Leitsatz
Der Steuerpflichtige handelt in aller Regel grob schuldhaft i.S.d. § 173 Abs. 1 Nr. 2 AO, wenn er die Frist zur Abgabe der Steuererklärungen versäumt und den Erlass eines Schätzungsbescheids veranlasst. Dieses Verschulden wirkt bis zur Bestandskraft des Schätzungsbescheids fort und wird nicht etwa durch ein späteres leichtes Verschulden des Steuerpflichtigen bei der Anfechtung dieses Bescheids verdrängt.
Normenkette
§ 162 Abs. 2 und 3 AO , § 173 Abs. 1 Nr. 2 AO
Sachverhalt
Das FA hatte Einkommen- und Umsatzsteuer aufgrund einer Schätzung gegenüber dem Kläger festgesetzt. Ein Einspruchschreiben ging beim FA nicht ein, wurde aber nach Behauptung des Klägers abgesandt. Der Kläger beantragte Wiedereinsetzung in den vorigen Stand, hatte damit aber auch im Klageverfahren keinen Erfolg. Daraufhin beantragte der Kläger, die Bescheide nach § 173 Abs. 1 Nr. 2 AO entsprechend den jetzt abgegebenen Steuererklärungen zu ändern.

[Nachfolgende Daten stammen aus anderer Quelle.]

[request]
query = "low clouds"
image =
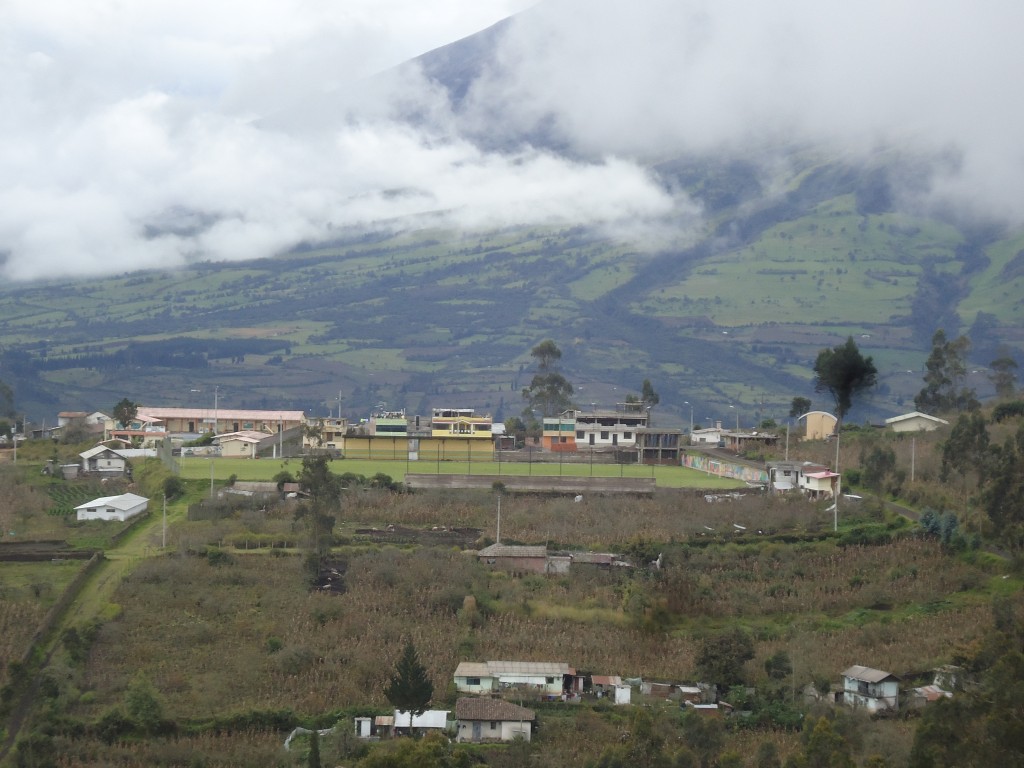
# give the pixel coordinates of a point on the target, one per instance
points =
(156, 135)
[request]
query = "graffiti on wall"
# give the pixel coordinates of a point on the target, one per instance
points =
(713, 465)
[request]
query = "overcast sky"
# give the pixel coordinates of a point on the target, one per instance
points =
(155, 132)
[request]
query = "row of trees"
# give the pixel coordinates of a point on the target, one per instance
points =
(844, 373)
(550, 393)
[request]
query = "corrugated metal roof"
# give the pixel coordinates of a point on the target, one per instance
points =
(96, 452)
(472, 669)
(492, 709)
(429, 719)
(867, 674)
(597, 558)
(547, 669)
(221, 414)
(512, 550)
(123, 502)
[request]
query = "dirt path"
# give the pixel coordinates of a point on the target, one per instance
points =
(93, 596)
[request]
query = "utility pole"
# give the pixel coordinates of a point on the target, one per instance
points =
(838, 489)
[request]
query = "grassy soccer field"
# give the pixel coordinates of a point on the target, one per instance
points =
(265, 469)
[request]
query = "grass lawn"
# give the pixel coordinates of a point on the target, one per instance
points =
(264, 469)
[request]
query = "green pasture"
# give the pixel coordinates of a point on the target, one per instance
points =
(198, 468)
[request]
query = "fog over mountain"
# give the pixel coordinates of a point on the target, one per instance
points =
(134, 138)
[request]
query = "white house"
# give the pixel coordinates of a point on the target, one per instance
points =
(113, 508)
(546, 678)
(822, 484)
(492, 720)
(708, 435)
(596, 429)
(818, 424)
(430, 720)
(871, 689)
(104, 460)
(914, 422)
(244, 444)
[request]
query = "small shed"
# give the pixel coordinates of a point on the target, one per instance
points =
(119, 508)
(364, 727)
(818, 425)
(515, 558)
(103, 460)
(915, 422)
(492, 720)
(431, 720)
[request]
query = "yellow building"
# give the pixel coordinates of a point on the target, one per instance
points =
(460, 422)
(818, 425)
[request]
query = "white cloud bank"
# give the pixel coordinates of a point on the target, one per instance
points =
(135, 134)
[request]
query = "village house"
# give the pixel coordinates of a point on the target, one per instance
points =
(245, 444)
(738, 441)
(915, 422)
(190, 422)
(814, 479)
(104, 461)
(822, 484)
(603, 429)
(708, 435)
(868, 688)
(515, 558)
(119, 508)
(559, 433)
(492, 720)
(543, 678)
(408, 724)
(818, 425)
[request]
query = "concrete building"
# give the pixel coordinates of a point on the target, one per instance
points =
(118, 508)
(492, 720)
(915, 422)
(818, 425)
(544, 678)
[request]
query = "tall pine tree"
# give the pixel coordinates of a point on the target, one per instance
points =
(410, 688)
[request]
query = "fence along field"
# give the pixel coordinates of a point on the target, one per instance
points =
(243, 632)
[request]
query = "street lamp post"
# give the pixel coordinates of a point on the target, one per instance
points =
(838, 488)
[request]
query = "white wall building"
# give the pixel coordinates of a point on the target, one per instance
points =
(492, 720)
(915, 422)
(871, 689)
(119, 508)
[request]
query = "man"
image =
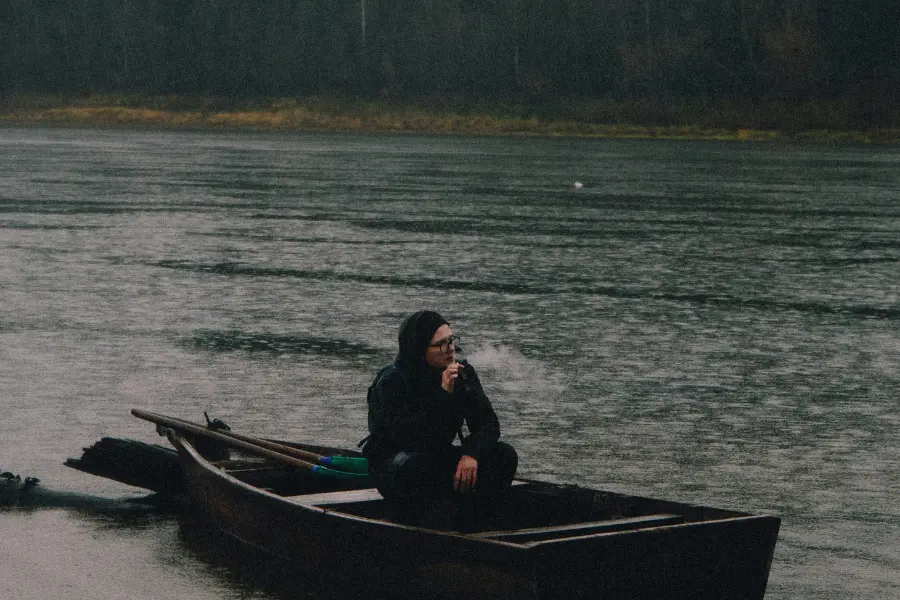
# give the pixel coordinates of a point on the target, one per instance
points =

Nachdem das FA den Antrag abgelehnt hatte, gab das FG der dagegen erhobenen Klage statt. Den Kläger treffe an der Versäumung der Einspruchsfrist kein grobes Verschulden, sondern nur einfache Fahrlässigkeit.
Entscheidung
Die Revision des FA hatte Erfolg. Der BFH urteilte, die Nichtabgabe der Steuererklärungen stelle ein grobes Verschulden dar, das mangels sachlicher Entscheidung über den Einspruch infolge der Fristversäumnis fortwirke und nicht durch das geringere Verschulden bei Versäumung der Einspruchsfrist verdrängt werde.
Hinweis
1. Ist der Steuerbescheid aufgrund einer Schätzung ergangen und ist die Schätzung zu hoch ausgefallen, wird der Steuerpflichtige sich bemühen, mit einem Einspruch gegen den Bescheid die Steuererklärung vorzulegen und so eine Herabsetzung im Einspruchsverfahren zu erreichen. Das in der vorherigen Nichtabgabe der Steuererklärung liegende grobe Verschulden hat dann keine Bedeutung. Allenfalls kann es zur Festsetzung eines Verspätungszuschlags kommen.

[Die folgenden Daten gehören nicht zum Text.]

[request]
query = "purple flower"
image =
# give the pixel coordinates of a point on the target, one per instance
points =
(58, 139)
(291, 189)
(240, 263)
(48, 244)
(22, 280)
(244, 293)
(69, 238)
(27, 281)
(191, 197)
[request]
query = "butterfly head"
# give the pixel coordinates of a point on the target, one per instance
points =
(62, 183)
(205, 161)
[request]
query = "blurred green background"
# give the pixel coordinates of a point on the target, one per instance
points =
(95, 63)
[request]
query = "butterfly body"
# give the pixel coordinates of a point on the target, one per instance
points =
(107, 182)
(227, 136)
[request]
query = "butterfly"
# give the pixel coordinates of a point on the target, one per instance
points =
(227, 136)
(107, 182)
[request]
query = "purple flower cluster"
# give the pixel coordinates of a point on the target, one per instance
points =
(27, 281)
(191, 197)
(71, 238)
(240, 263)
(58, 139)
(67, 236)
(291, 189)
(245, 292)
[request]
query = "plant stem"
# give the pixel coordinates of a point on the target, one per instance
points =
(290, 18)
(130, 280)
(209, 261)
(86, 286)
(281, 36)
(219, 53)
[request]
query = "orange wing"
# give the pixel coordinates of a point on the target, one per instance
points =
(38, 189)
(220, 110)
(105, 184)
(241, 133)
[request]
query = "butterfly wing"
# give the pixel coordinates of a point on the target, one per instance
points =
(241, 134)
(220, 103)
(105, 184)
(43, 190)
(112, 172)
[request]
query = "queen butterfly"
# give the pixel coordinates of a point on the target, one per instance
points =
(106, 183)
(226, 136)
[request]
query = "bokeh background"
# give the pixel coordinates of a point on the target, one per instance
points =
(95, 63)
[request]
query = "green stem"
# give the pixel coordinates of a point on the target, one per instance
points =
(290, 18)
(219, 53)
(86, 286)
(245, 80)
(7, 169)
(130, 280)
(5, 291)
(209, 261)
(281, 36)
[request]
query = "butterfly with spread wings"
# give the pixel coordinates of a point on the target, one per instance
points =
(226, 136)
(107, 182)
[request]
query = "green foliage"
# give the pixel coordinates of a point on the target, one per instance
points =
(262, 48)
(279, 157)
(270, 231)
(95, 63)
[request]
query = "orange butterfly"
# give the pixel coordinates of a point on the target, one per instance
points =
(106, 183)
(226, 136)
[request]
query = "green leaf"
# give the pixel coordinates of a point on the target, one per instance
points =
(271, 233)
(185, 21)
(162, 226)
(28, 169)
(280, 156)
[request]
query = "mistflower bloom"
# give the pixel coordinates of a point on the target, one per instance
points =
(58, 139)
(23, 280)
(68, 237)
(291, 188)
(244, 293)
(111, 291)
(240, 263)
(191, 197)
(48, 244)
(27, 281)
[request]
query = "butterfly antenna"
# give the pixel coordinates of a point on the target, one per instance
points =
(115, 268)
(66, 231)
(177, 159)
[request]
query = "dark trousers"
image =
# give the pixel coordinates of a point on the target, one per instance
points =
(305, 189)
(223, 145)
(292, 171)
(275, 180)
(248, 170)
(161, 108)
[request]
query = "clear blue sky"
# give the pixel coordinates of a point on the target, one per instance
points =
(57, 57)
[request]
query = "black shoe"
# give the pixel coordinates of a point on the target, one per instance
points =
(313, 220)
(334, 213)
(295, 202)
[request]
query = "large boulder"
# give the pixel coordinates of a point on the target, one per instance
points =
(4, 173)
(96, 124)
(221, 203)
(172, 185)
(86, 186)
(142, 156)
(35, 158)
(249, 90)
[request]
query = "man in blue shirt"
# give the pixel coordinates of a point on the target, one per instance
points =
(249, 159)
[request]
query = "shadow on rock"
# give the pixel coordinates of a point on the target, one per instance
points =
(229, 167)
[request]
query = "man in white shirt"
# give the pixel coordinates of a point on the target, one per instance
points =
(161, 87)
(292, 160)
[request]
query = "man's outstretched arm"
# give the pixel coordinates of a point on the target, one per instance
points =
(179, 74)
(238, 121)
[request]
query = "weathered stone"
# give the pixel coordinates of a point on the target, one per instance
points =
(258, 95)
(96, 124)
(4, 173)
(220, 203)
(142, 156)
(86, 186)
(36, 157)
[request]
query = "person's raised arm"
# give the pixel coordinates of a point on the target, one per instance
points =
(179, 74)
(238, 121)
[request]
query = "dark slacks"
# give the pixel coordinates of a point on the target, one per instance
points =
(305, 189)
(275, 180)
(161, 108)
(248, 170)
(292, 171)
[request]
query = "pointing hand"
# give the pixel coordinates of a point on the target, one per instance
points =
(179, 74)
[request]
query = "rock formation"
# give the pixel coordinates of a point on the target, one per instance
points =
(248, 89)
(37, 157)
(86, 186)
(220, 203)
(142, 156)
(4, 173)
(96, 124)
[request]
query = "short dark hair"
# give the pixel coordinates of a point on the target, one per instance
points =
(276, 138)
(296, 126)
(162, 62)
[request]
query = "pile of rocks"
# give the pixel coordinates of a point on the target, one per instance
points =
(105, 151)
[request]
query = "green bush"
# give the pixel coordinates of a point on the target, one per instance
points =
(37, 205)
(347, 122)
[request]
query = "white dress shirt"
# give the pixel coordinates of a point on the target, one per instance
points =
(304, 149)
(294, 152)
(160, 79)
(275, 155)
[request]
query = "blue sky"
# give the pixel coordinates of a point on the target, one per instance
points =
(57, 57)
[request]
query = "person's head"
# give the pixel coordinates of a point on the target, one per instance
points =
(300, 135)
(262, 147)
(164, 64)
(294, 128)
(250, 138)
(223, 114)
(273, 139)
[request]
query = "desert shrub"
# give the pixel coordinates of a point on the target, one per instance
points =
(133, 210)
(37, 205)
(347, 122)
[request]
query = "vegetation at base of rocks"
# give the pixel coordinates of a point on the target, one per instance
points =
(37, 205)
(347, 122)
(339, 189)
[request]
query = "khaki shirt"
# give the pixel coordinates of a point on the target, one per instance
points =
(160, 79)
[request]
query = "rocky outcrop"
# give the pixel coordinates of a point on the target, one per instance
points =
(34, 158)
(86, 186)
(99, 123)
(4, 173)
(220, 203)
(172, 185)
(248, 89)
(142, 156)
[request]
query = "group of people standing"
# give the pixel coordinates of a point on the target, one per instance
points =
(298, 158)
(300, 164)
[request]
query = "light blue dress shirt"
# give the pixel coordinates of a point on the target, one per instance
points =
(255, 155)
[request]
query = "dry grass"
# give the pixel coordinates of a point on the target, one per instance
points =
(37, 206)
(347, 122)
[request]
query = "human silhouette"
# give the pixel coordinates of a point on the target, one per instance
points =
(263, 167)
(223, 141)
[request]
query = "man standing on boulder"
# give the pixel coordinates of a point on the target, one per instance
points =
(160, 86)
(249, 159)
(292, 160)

2. Der Besprechungsfall betrifft nun den selteneren Fall, dass nach der Schätzung die Einspruchsfrist versäumt wird. Die Steuerfestsetzung ist dann bestandskräftig und die verspätet abgegebene Steuererklärung kann nicht mehr berücksichtigt werden. Wie der BFH im hiesigen Urteil klarstellt, kann auch keine Änderung nach § 173 Abs. 1 Nr. 2 AO wegen nachträglich bekannt gewordener Tatsachen durchgeführt werden. Eine solche Änderung setzt voraus, dass den Steuerpflichtigen am nachträglichen Bekanntwerden kein grobes Verschulden trifft. Das Verschulden ist in Bezug auf die Handlungen zu prüfen, die zu der letzten materiellen Steuerfestsetzung geführt haben. Im entschiedenen Fall war deshalb das Verschulden bei Nichtabgabe der Erklärung maßgeblich, nicht das Verschulden bei verspätetem Einspruch. Denn wenn ein Einspruch als unzulässig verworfen wird, findet keine Prüfung der materiellen Rechtslage statt. Man kann also nicht dem früheren groben Verschulden durch ein geringes Verschulden bei Einlegung des Einspruchs die Sperrwirkung gegenüber einer Steuer mindernden Änderung nach § 173 AO nehmen.